Plaid Cymru angry over devolution 'stitch-up'
Welsh Secretary Stephen Crabb has rejected a Plaid Cymru request to reveal which political parties restricted further devolution.
Plaid MP Jonathan Edwards claimed the draft Wales Bill showed "a lack of vision and ambition for Wales".
He accused Mr Crabb of "a back room Westminster stitch-up" for refusing to publish minutes of the process leading to the St David's Day agreement.
Mr Crabb said the parties had agreed to keep the discussions confidential.
Mr Edwards said: "Plaid Cymru entered those discussions in good faith, but over half of the Silk Commission recommendations discussed during the St David's Day Process were vetoed by the UK Government and the Labour Party.
"There are gaping holes in the draft Wales Bill, ranging from the devolution of Network Rail functions and funding; devolution of policing; the appointment of a Welsh Crown Estates Commissioner; devolution of S4C; review of devolution of criminal justice.
"The refusal of the Secretary of State to publish minutes of the meeting smacks of another back room Westminster stitch-up between the Tories and the Labour Party."

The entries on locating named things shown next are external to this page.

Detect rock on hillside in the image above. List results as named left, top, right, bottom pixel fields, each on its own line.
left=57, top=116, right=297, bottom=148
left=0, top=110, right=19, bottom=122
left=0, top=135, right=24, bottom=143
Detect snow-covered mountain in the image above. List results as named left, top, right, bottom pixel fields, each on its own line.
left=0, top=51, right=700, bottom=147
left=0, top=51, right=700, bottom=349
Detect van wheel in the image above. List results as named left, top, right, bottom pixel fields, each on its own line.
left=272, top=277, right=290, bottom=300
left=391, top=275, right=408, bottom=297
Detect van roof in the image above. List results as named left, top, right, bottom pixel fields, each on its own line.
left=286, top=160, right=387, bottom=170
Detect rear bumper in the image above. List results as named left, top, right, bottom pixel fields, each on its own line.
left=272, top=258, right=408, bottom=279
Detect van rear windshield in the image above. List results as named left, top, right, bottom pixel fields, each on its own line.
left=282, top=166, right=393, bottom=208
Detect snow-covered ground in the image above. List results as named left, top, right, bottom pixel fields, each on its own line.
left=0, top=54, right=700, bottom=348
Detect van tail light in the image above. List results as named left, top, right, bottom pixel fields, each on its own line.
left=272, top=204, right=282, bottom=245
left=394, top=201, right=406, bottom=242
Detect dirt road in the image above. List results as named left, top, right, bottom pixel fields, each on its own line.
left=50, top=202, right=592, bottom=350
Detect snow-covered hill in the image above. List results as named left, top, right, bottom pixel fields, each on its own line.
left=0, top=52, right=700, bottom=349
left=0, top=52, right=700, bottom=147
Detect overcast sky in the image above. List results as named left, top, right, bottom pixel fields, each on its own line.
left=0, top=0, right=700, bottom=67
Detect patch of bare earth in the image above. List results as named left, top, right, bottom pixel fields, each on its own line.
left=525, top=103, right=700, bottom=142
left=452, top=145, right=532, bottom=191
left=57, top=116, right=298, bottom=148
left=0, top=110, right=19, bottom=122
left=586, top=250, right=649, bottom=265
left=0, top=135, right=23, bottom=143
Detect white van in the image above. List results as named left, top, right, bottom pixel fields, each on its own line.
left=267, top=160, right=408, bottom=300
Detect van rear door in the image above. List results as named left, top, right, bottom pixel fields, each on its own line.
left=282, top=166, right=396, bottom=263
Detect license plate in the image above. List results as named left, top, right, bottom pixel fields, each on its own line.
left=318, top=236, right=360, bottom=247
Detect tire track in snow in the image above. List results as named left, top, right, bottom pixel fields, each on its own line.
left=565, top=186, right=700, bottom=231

The Carmarthen East and Dinefwr MP urged them to "put their tribal politics to one side and act in the Welsh national interest in improving this crucial Bill".
Mr Crabb replied in a written parliamentary answer: "I held a large number of meetings as part of the St David's Day process.

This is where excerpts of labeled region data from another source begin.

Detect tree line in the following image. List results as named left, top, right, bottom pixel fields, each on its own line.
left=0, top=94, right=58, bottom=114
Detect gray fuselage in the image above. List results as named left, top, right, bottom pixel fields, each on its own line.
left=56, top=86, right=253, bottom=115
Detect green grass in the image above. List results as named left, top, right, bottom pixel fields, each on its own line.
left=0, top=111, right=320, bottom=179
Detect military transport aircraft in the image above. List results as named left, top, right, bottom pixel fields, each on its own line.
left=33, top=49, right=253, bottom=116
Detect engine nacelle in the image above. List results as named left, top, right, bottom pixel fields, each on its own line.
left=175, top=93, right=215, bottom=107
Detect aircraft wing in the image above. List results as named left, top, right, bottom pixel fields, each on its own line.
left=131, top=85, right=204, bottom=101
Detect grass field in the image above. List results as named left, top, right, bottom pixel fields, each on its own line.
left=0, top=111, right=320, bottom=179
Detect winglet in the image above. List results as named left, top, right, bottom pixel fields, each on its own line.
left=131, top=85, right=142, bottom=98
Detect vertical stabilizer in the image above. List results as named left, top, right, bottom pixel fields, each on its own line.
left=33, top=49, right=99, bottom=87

"These included meetings with the parliamentary representatives of the four main political parties in Wales to identify which Silk Commission recommendations had political consensus to be taken forward.
"It was agreed that discussions at these meetings would remain confidential, and the Government has no plans to publish minutes."
A Wales Office source added later: "Plaid Cymru played a full part in the St David's Day Agreement and signed up to the political consensus that underpinned it.
"They cannot now pretend to have no idea how that consensus was reached."